Until the Republicans dropped their, previously ardent demands for hefty spending cuts, the Democrats had succeeded in presenting the opposing party as opponents of a tax break that would benefit most middle-class Americans. Not a good spot for the Republicans to be in during an important election year.

This puts the GOP in a position where they feel that they need to get the voter’s attention focused on other issues. In this case, they point primarily to what they cite as the failure of President Obama’s jobs and economic stimulus plans.

To this end, House GOP members are working hard to push threw bills that put job growth at the top of the agenda. Examples of this strategy include a $460 billion dollar transportation bill that is linked to additional oil drilling legislation.

But the odds of them passing this legislation, particularly a bill that addresses oil billing, are almost zero. Nonetheless, House Republicans will continue to present themselves as the pro-job party.

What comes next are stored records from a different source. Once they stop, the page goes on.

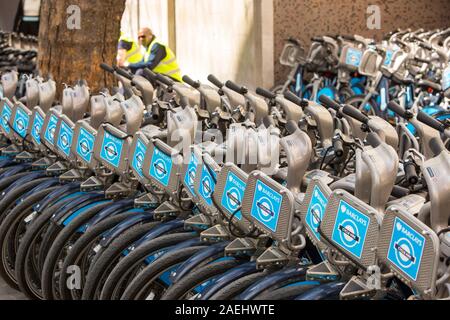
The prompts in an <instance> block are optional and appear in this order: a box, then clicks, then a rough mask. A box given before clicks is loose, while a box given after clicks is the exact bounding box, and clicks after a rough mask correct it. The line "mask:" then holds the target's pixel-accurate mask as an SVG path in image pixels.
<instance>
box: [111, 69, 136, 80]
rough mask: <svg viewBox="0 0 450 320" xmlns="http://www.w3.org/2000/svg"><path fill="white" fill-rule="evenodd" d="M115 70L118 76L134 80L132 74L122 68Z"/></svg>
mask: <svg viewBox="0 0 450 320" xmlns="http://www.w3.org/2000/svg"><path fill="white" fill-rule="evenodd" d="M114 70H115V71H116V72H117V74H118V75H119V76H122V77H124V78H126V79H128V80H132V79H133V75H132V74H130V73H129V72H128V71H126V70H124V69H122V68H119V67H114Z"/></svg>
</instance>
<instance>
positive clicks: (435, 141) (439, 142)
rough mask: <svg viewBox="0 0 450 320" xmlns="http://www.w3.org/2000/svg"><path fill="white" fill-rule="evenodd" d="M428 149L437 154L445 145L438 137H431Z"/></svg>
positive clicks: (441, 152) (444, 149)
mask: <svg viewBox="0 0 450 320" xmlns="http://www.w3.org/2000/svg"><path fill="white" fill-rule="evenodd" d="M430 149H431V151H433V153H434V155H435V156H438V155H440V154H441V153H442V152H444V151H445V146H444V144H443V143H442V141H441V140H440V139H439V138H432V139H431V140H430Z"/></svg>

Popularity Of Millionaire Tax

Polls show the millionaire tax and spending cuts are popular.

In general, people are in favor of President Obama’s proposal to increase millionaires’ taxes, but are still more in favor of spending cuts, as shown by an Associated Press-GfK poll. This gives Republicans an advantage over Democrats in the ongoing battle over the economy.

The poll shows that while the President’s proposed millionaire tax is generally popular, the plan does not effectively change the partisan views of public towards the $1 trillion yearly deficit.

Republican and retired New Jersey Mike Whittles said in support of the tax proposal, “Everybody should be called to sacrifice.” Still, Whittles said, he’d prefer spending and government waste reduced first.

Obama’s plan to impose at least a 30 percent income tax for millionaires was favored by 65 percent of the people polled by AP-GfK, while only 26 percent were opposed.

However, 56 percent as opposed to 31 percent approved of cuts in government spending rather than higher taxes — a small shift from the previous year’s poll.

Overall, people had a more optimistic view of Democrats than Republicans and positivity towards Obama as the presidential election approaches. Democrats received 54 percent favorable responses while Republicans had only 46 percent, corresponding with the results of a January 2011 poll.

Obama’s plan has little chance of passing in Congress despite Democratic support. Still, the proposal unifies Democrats in their opposition to GOP plans to lower top income earners’ taxes.

The 2012 taxes proposal was nicknamed the Buffet Rule since billionaire Warren Buffet is a supporter of higher taxes for the wealthy. The wealthy GOP candidate Mitt Romney released his tax returns to show he paid 15 percent.

Nearly two-thirds of independents and two-fifths of Republicans approve of Obama’s proposal. In addition, 60 percent of whites and 50 percent of conservatives back the plan, groups who generally support the GOP, and also 60 percent of those who earn more than $100,000 a year.

Obama’s Proposals To Increase Tax Revenue

President Obama proposed that a unpopular category of taxes be replaced with one that raises 2012 taxes for the 1% of the wealthiest Americans.

His proposals asked for higher tax rates on estates, fund managers, and the gas and oil industries. Bush era cuts would be allowed to expire, and taxes on dividends for the wealthiest citizens would rise to ordinary levels.

The proposals put forth are the first phase of the White House plan to deal with a projected shortfall in tax revenue expected to occur after the presidential elections.

Incomes over $1 million would be taxed at a 30% rate as suggested by Warren Buffet. This proposal (The Buffet Rule) would negate the alternative minimum tax adopted in 1969. The plan was considered to be irrelevant because it was never indexed to take inflation into account. The result was a tax on middle class Americans that was complicated by many deductions and credits which forced Congress to take many temporary steps to fix the problem.

The loopholes may have made sense if the tax system had been completely revised. The wealthy needed  to pay their fair share of taxes, and not attempt to avoid their fair share of tax responsibility, which is what the old rules allowed. Republicans regard Obama’s attempt as a form of class warfare, choosing instead to focus on reducing spending as opposed to agreeing with the democrat insistence on raising taxes by eliminating tax cuts.

The president was in favor of allowing the tax cuts of 2001 and 2003 to expire for individuals earning more than $200,000 annually and $250,000 for households. Upper income earners would see their deductions limited.